Amazon EC2 stands for Amazon Elastic Compute Cloud which provides different instance types for elastic compute with security, resizability, and compute capacity. Numerous features such as on-demand, reserved and spot instances can be taken advantage of with the deployment of the EMR on the Amazon EC2. From provisioning, management, as well as scaling of the EC2 instances, can be managed with the EMR. With the plethora of instances offered by AWS, optimum value with outstanding performance for the lowest of costs for the workloads can be obtained.

Amazon EKS

The Amazon EKS provides supports with different capabilities dedicated to the Kubernetes application. Apache Spark jobs can be run on-demand on the Amazon Elastic Kubernetes Service (EKS) with the Amazon EMR without any requirement of the provisioning of EMR clusters. Kubernetes applications can be started, run, and scaled in the AWS cloud as well as on-premises with Amazon EKS. Moreover, compute and memory resources can also be shared across the applications using a unified set of Kubernetes tools that can help monitor and manage all the infrastructure centrally.

AWS Outposts

AWS Outposts in simple words can be understood as the service offered by AWS which can extend the AWS infrastructure, APIs, tools, and the different AWS services out there. AWS Outposts enables Amazon EMR. Setting up, deployment, management, and scaling of EMR can be done easily in the cloud as well as the on-premises environment. Moreover, the AWS Outposts also enables a plethora of other AWS services, infrastructures, and numerous operating models to every virtually possible data center, on-premises facilities, and co-locations space.

What can Amazon EMR be used for?

The Amazon EMR can be used for numerous scenarios and a vast range of goals.

First and foremost, as a tool for Big Data Technologies, performing data transformation workloads of Extract, Transform, and Load (ETL) can be performed for sorting, aggregation, and joining of the large datasets. Secondly, the budding field of Machine Learning is enabled with this huge built-in machine learning tools in EMR such as Apache Spark MLlib, Apache MXNet, and TensorFlow for scaling machine learning algorithms and usage of custom AMIs and bootstrap actions. This will help to add libraries and tools of choice to create a predictive analytics toolset of our own.

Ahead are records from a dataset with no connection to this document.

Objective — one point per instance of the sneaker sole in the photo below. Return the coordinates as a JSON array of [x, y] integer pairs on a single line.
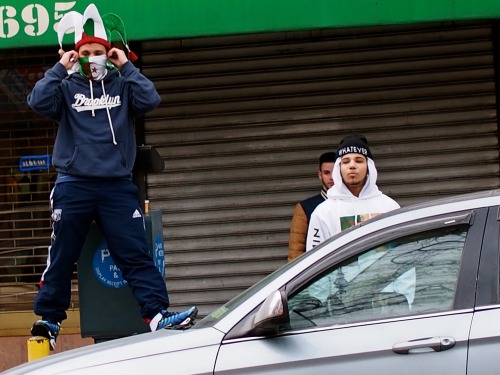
[[186, 323]]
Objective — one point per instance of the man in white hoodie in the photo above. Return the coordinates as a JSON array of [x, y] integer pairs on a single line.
[[354, 196]]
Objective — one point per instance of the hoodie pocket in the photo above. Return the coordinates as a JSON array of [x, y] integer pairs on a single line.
[[99, 160]]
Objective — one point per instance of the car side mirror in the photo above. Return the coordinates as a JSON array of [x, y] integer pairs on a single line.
[[272, 314]]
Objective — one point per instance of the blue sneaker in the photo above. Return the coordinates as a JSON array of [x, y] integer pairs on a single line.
[[174, 320], [47, 329]]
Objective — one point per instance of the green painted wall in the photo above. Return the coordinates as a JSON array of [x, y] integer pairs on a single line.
[[31, 22]]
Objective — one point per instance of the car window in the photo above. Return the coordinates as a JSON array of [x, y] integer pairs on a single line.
[[411, 275]]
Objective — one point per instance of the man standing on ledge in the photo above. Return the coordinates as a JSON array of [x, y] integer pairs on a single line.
[[304, 209], [93, 93], [354, 197]]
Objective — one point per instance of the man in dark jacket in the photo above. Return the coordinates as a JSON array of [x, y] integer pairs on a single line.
[[303, 210], [93, 93]]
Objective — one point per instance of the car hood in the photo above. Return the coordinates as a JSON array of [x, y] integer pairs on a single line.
[[125, 349]]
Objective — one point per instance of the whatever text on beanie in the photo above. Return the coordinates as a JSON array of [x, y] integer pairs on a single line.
[[354, 143], [90, 27]]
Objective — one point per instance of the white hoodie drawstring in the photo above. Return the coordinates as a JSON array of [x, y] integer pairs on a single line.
[[109, 115], [92, 98]]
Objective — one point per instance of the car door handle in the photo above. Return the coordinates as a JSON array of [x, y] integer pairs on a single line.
[[437, 344]]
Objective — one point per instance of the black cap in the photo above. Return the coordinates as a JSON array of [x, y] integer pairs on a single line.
[[354, 143]]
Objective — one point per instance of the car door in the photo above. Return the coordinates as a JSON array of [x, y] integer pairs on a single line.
[[484, 344], [398, 301]]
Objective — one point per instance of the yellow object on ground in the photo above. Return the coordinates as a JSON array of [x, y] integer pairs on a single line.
[[38, 347]]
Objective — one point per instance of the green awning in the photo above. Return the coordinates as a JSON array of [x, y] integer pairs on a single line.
[[25, 24]]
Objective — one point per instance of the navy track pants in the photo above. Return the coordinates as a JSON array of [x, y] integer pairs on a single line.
[[114, 205]]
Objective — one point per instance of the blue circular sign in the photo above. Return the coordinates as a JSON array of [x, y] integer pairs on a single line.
[[105, 269], [159, 254]]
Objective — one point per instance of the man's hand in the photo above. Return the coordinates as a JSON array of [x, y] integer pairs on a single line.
[[117, 57], [68, 59]]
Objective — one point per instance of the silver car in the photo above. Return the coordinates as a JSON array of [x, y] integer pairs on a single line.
[[414, 291]]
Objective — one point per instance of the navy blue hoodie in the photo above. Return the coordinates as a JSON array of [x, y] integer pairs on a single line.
[[95, 137]]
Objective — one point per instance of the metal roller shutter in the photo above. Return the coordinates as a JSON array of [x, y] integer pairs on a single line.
[[244, 119]]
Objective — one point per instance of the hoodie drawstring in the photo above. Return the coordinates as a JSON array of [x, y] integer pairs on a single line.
[[109, 115], [92, 98]]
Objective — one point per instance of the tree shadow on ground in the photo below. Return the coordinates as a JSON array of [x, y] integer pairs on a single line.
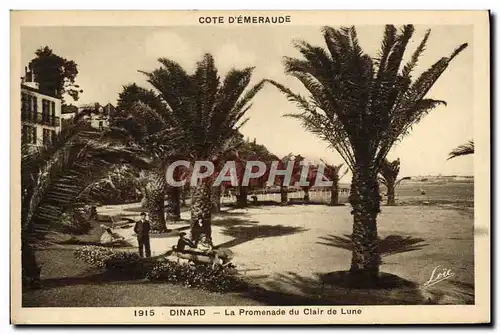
[[333, 289], [242, 231], [390, 245], [300, 201], [256, 205]]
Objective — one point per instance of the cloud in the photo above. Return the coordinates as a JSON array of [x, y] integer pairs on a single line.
[[229, 56], [169, 45]]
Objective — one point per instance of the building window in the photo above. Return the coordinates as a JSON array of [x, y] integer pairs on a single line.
[[53, 136], [46, 136], [29, 134], [45, 111], [53, 113], [34, 110]]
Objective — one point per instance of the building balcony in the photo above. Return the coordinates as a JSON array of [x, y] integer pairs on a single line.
[[39, 118]]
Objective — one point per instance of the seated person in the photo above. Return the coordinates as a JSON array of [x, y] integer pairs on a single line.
[[109, 236], [183, 242], [203, 245]]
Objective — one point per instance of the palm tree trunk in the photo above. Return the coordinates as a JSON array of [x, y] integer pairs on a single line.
[[201, 209], [184, 193], [306, 194], [144, 200], [173, 203], [391, 194], [216, 198], [30, 269], [334, 197], [284, 195], [242, 197], [365, 201], [155, 200]]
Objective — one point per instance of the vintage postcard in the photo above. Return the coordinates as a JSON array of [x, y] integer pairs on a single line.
[[250, 167]]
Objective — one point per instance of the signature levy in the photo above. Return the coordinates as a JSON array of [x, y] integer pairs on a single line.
[[439, 274]]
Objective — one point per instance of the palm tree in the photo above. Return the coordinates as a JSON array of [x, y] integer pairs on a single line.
[[464, 149], [389, 172], [143, 122], [362, 106], [60, 177], [207, 112], [332, 173]]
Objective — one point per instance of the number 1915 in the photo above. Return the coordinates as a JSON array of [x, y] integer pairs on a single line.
[[144, 313]]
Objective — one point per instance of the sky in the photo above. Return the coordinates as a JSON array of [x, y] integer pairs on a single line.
[[110, 57]]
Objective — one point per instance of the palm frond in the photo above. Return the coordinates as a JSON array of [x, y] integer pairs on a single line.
[[461, 150]]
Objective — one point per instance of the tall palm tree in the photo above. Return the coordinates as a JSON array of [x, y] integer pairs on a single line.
[[143, 122], [206, 110], [464, 149], [389, 172], [362, 106], [332, 173], [63, 176]]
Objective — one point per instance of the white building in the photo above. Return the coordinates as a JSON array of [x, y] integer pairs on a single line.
[[40, 114]]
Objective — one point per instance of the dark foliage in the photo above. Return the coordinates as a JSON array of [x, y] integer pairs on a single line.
[[54, 74]]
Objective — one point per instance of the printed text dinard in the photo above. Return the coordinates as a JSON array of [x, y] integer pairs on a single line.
[[316, 311], [245, 19]]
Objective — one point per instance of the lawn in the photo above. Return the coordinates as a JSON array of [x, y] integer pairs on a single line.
[[285, 250]]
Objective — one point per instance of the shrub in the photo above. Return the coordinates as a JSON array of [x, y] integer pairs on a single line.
[[130, 265], [218, 279], [78, 220], [127, 265], [94, 255]]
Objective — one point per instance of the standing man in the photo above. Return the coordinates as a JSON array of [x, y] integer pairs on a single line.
[[142, 228]]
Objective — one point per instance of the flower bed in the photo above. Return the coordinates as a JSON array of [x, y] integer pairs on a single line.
[[130, 265]]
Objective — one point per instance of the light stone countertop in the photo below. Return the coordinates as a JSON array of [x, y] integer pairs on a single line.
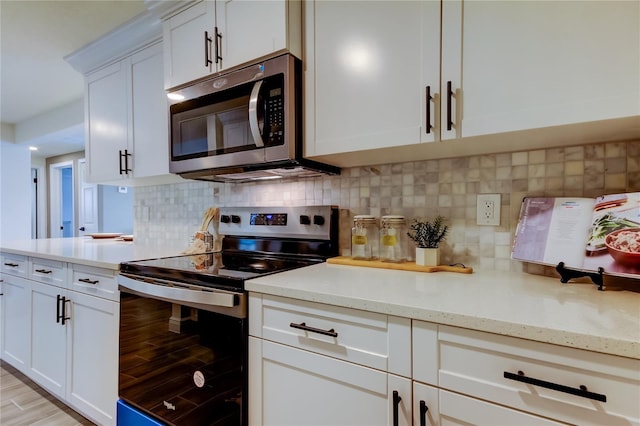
[[103, 253], [521, 305]]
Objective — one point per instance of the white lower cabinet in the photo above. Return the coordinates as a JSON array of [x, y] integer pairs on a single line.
[[289, 386], [57, 332], [457, 409], [485, 378], [16, 321], [48, 338], [92, 347], [315, 364]]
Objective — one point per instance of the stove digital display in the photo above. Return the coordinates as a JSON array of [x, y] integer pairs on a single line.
[[268, 219]]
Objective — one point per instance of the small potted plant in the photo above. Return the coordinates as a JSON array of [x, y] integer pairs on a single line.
[[427, 235]]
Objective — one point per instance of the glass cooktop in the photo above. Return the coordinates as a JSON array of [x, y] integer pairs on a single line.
[[225, 269]]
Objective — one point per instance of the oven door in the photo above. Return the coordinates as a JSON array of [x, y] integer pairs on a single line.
[[183, 352]]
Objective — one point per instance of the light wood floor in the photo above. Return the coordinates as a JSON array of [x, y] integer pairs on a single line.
[[22, 403]]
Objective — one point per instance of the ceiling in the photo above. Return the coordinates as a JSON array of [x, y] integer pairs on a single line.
[[35, 36]]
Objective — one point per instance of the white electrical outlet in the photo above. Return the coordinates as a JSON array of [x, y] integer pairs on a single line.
[[488, 209]]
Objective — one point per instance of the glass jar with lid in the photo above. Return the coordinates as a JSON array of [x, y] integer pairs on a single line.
[[393, 238], [364, 237]]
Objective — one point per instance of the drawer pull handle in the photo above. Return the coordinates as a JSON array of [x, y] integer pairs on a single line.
[[396, 402], [61, 309], [449, 114], [305, 327], [580, 391], [423, 413]]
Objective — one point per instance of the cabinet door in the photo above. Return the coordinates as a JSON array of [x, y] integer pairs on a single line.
[[188, 54], [456, 409], [527, 64], [150, 114], [302, 388], [16, 322], [365, 82], [93, 357], [106, 121], [48, 338], [250, 29]]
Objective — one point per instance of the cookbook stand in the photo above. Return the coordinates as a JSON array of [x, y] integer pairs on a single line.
[[567, 273]]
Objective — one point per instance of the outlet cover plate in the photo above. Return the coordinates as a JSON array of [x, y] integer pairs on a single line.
[[488, 209]]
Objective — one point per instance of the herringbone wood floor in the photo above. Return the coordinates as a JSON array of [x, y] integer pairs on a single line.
[[23, 403]]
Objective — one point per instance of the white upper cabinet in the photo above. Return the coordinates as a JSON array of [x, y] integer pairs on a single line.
[[188, 39], [491, 67], [126, 114], [519, 65], [106, 122], [212, 36], [368, 66]]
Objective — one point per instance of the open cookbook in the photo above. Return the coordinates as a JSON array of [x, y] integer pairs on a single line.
[[584, 233]]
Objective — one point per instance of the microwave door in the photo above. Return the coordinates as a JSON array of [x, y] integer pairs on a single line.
[[254, 114]]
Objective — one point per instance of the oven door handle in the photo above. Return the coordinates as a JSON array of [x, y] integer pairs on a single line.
[[253, 114], [156, 288]]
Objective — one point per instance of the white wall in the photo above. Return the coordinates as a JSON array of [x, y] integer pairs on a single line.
[[15, 191]]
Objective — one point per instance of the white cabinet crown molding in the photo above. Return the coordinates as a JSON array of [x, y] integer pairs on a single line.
[[133, 35]]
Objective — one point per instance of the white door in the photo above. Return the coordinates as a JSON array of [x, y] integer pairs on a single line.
[[16, 321], [309, 389], [87, 203], [48, 338], [61, 189], [93, 357]]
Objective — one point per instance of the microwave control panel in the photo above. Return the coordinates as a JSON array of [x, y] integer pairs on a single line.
[[275, 117]]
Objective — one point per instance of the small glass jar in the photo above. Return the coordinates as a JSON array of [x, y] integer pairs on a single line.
[[364, 236], [393, 238]]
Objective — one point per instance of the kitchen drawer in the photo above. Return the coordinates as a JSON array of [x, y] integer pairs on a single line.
[[98, 282], [476, 363], [48, 271], [370, 339], [424, 336], [15, 264]]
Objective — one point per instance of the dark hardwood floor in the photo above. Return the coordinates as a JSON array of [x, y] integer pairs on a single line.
[[22, 402]]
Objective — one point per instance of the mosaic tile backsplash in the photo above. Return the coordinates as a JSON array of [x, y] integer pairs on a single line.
[[170, 214]]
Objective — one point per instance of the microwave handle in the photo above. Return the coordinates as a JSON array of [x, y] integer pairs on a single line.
[[253, 114]]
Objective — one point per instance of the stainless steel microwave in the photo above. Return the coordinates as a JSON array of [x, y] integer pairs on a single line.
[[242, 125]]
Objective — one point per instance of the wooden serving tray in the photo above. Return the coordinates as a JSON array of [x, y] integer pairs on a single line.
[[406, 266]]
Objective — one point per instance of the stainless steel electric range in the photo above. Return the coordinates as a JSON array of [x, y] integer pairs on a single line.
[[183, 320]]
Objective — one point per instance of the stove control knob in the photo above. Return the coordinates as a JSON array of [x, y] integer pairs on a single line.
[[304, 220]]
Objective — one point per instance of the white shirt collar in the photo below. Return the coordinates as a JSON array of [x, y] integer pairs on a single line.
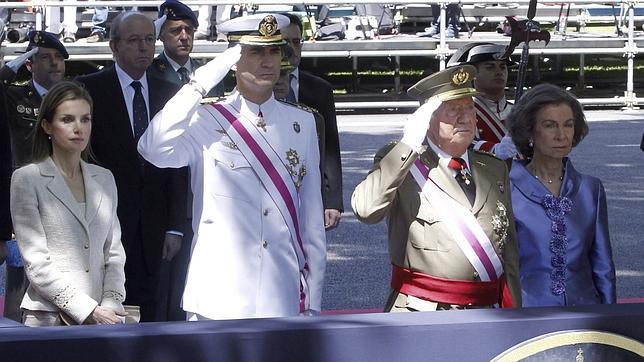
[[40, 89], [444, 158], [126, 80], [176, 65]]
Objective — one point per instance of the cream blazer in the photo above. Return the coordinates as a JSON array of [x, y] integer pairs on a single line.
[[73, 258]]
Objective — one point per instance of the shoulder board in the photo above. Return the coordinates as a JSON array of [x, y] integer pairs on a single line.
[[386, 148]]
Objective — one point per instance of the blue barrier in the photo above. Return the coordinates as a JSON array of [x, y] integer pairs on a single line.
[[468, 335]]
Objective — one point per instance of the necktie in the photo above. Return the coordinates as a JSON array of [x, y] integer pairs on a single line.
[[139, 111], [184, 76], [291, 91], [464, 180]]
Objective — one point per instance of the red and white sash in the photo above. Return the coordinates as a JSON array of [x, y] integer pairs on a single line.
[[490, 125], [463, 226], [272, 173]]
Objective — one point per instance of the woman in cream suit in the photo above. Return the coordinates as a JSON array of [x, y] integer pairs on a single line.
[[64, 217]]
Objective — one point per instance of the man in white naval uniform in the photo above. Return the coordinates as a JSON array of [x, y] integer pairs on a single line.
[[259, 248], [492, 106]]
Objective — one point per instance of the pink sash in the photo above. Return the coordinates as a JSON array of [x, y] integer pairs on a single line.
[[462, 224], [274, 176]]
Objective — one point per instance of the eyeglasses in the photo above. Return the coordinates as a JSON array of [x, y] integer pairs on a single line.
[[135, 40]]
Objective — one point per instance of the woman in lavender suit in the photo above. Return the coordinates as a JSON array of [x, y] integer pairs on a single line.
[[561, 217]]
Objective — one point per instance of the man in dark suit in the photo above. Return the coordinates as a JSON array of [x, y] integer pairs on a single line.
[[45, 59], [176, 28], [151, 206], [317, 93]]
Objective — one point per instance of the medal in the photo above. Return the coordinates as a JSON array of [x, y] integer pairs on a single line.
[[260, 123]]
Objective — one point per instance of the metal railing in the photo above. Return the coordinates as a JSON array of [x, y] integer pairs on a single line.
[[440, 49]]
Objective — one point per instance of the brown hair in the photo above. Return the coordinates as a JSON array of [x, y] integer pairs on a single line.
[[58, 94], [522, 118]]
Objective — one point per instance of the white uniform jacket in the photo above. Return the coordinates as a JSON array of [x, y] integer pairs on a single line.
[[73, 257], [243, 262]]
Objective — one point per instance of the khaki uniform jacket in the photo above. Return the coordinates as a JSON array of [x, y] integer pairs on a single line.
[[418, 238]]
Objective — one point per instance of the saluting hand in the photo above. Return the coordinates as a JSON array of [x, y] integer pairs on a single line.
[[215, 70], [418, 123]]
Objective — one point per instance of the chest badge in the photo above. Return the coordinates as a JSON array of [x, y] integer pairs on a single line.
[[297, 174], [260, 123]]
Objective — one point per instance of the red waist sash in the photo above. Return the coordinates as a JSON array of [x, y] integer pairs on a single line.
[[450, 291]]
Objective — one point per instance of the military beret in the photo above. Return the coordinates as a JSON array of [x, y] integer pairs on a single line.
[[449, 83], [43, 39], [475, 53], [256, 29], [176, 10]]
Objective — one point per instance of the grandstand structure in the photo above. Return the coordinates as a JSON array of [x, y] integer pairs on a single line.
[[398, 46]]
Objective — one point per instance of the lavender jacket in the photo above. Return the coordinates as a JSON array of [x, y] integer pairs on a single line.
[[564, 246]]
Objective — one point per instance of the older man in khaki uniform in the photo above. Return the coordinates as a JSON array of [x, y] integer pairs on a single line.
[[452, 240]]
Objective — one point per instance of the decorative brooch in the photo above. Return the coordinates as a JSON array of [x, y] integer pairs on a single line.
[[556, 208], [297, 174], [500, 224]]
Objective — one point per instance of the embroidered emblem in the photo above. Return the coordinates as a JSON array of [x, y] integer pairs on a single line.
[[460, 77], [260, 123], [268, 26], [500, 224], [230, 145], [297, 175]]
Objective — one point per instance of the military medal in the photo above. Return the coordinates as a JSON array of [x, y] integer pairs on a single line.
[[297, 175], [260, 122], [464, 176], [500, 224]]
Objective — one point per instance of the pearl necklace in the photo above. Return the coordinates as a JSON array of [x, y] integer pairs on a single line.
[[549, 180]]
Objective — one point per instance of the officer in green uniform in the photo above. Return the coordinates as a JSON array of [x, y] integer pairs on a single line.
[[45, 59]]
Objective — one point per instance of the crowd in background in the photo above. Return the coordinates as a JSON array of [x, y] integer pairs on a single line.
[[129, 189]]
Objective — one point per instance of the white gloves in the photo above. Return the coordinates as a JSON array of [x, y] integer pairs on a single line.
[[506, 148], [418, 123], [158, 24], [215, 70], [19, 61]]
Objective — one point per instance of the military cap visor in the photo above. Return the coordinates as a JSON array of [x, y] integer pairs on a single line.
[[43, 39], [256, 29], [475, 53], [176, 10], [448, 84]]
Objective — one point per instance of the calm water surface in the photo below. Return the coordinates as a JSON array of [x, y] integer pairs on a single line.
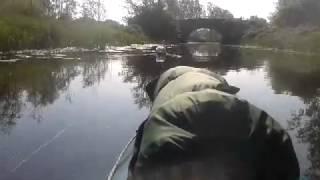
[[69, 119]]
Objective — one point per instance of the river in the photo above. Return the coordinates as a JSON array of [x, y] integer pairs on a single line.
[[69, 115]]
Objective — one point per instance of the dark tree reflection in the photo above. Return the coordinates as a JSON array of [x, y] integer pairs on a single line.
[[140, 70], [307, 124], [41, 83]]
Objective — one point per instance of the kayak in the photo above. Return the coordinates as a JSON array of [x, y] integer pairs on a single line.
[[120, 170]]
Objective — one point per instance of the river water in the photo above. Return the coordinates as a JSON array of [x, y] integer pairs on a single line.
[[68, 115]]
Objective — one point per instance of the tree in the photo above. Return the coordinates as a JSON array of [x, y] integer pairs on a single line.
[[217, 12], [189, 9], [93, 9], [296, 13], [153, 18]]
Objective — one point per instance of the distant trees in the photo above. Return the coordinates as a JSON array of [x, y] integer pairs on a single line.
[[189, 9], [157, 17], [217, 12], [297, 12], [153, 18], [93, 9]]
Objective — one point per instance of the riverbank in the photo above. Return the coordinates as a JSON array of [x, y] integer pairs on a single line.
[[27, 32], [303, 39]]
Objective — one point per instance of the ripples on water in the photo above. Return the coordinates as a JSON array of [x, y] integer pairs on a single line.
[[65, 114]]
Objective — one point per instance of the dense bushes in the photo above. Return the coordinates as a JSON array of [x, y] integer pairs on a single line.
[[20, 32]]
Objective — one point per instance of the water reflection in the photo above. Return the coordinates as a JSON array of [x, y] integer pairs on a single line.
[[291, 75], [40, 83]]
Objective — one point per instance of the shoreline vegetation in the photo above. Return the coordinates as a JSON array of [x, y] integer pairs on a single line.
[[294, 26], [22, 32], [43, 24], [47, 24]]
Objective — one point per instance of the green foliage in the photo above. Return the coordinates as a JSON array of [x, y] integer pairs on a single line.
[[296, 13], [217, 12], [155, 22], [20, 32]]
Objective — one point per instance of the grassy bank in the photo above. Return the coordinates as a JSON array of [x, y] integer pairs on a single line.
[[27, 32], [304, 39]]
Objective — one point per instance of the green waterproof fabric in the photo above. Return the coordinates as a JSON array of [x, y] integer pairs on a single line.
[[192, 110]]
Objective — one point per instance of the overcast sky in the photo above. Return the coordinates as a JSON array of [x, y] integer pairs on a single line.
[[239, 8]]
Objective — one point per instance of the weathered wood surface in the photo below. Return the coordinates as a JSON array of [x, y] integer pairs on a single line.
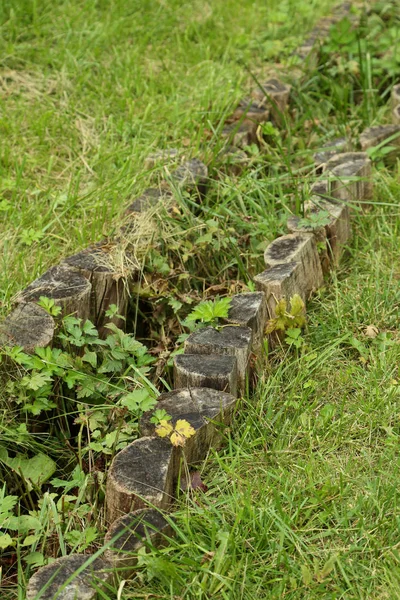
[[283, 281], [240, 134], [205, 409], [395, 96], [49, 582], [144, 527], [232, 160], [330, 149], [108, 286], [336, 233], [192, 176], [216, 372], [161, 157], [228, 341], [250, 111], [28, 326], [351, 177], [143, 473], [69, 289], [295, 225], [302, 250], [249, 310], [275, 95], [373, 136], [149, 199], [396, 115]]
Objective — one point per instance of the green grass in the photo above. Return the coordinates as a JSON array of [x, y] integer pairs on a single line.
[[302, 499], [88, 90]]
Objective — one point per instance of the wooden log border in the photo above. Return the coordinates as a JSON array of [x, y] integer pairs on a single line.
[[215, 367]]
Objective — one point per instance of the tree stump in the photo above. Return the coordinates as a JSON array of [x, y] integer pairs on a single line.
[[274, 94], [373, 136], [144, 527], [50, 582], [351, 174], [295, 225], [232, 160], [329, 150], [161, 157], [249, 310], [147, 200], [250, 111], [108, 286], [192, 176], [396, 115], [240, 134], [143, 473], [229, 341], [205, 409], [70, 290], [216, 372], [283, 281], [28, 326], [337, 230], [302, 250], [395, 96]]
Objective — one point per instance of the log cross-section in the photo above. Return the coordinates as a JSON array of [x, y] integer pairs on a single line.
[[69, 289], [216, 372], [228, 341]]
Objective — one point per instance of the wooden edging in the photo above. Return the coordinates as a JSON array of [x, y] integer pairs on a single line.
[[216, 365]]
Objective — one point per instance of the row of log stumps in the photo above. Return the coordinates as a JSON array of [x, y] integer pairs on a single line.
[[215, 368]]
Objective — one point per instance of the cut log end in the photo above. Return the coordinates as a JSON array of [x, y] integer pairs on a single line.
[[142, 473], [28, 326], [216, 372], [69, 289], [127, 534], [57, 580]]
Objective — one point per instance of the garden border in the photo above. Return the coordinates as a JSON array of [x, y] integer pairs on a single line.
[[142, 477]]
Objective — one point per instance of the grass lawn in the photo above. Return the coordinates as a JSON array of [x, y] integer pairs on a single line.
[[302, 499]]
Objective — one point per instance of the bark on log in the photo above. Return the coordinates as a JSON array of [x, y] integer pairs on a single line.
[[337, 232], [229, 341], [249, 111], [192, 176], [28, 326], [302, 250], [70, 290], [144, 527], [108, 287], [249, 310], [232, 160], [396, 115], [216, 372], [161, 157], [240, 134], [395, 96], [205, 409], [49, 582], [295, 225], [283, 281], [143, 473], [376, 135], [329, 150], [351, 177], [147, 200], [275, 95]]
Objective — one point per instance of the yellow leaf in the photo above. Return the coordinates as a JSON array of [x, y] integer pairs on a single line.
[[184, 428], [280, 309], [164, 428], [177, 439]]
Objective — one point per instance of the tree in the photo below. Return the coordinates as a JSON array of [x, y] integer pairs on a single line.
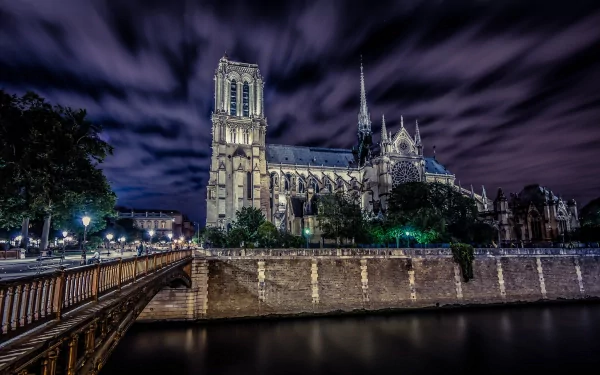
[[431, 211], [215, 237], [340, 216], [47, 153], [246, 224], [267, 234]]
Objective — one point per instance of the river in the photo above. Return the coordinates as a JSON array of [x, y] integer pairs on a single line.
[[533, 339]]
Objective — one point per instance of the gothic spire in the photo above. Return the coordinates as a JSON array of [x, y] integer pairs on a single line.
[[383, 130], [364, 120], [417, 134], [484, 196]]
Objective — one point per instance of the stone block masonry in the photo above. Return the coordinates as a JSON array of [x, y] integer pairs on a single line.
[[249, 283]]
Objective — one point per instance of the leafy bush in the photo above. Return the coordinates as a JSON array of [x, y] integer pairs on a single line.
[[463, 255]]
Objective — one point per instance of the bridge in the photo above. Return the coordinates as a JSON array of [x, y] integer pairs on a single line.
[[69, 321]]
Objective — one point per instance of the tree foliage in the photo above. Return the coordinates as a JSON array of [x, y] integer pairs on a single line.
[[340, 216], [434, 211], [48, 161]]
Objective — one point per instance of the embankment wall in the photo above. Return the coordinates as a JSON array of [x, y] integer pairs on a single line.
[[248, 283]]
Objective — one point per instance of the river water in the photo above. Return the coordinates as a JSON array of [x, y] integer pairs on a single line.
[[534, 339]]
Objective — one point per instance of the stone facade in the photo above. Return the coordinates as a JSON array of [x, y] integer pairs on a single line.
[[238, 283], [286, 181]]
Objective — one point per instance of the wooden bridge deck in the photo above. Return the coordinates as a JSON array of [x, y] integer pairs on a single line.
[[54, 345]]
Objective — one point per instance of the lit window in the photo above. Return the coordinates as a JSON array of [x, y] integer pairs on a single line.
[[246, 99], [233, 99]]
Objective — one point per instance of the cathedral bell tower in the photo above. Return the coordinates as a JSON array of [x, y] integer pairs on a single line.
[[238, 172], [362, 153]]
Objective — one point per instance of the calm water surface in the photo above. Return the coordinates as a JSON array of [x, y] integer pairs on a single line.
[[561, 339]]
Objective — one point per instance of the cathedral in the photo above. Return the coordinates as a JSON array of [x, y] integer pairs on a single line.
[[284, 181]]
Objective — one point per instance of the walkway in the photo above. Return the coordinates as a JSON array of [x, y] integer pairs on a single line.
[[72, 319]]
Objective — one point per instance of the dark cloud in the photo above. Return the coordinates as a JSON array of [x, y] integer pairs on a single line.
[[505, 90]]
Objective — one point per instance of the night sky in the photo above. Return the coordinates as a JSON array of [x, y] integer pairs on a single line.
[[507, 91]]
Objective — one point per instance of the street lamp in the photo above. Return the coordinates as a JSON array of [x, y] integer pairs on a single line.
[[65, 233], [86, 221], [122, 241], [109, 237], [306, 234]]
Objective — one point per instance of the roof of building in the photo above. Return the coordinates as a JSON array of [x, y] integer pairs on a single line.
[[300, 155], [434, 166]]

Besides, it can support Real-time streaming services with events from Apache Kakka, Amazon Kinesis, and numerous other streaming data sources in real-time. The Apache Spark Streaming and Apache Flink are highly available and fault-tolerant making is suitable even for disaster recovery, in addition, to support for the creation of long-running streaming data pipelines. Moreover, with EMR Notebooks data scientists, analysts and developers are enabled with interactive analytics creation for all the support needed for preparation and visualization of data, collaboration with peers, and applications building. Furthermore, ClickStream Analysis and Genomics can equally benefit from Amazon EMR. Amazon EMR is at the forefront for interactive analytics with all these tools it provides and supports such as EMR Studio, Hue, Jupyter Notebook, Apache Zeppelin, and many more.

Tools for Big Data

Numerous tools of big data used for Machine Learning and Data Processing such as Apache Spark, Apache Flink, TensorFlow, Apache Hudi, and SQL like Apache Hive, Presto, Apache Phoenix are all supported by Amazon EMR. Also, NoSQL such as Apache HBase is enabled by Amazon EMR. Moreover, Amazon EMR clusters with GPU enable defining, training, and deployment of deep neural networks such as the Apache MXNet framework.


Thus, in this article, we learned about Big Data and an overview of the Amazon EMR. We learned what it is, its benefits, and various methods of deployment. Furthermore, we also dived into the fields it can be used to solve different types of problems and then learned about the range of tools and features supported by the Amazon EMR.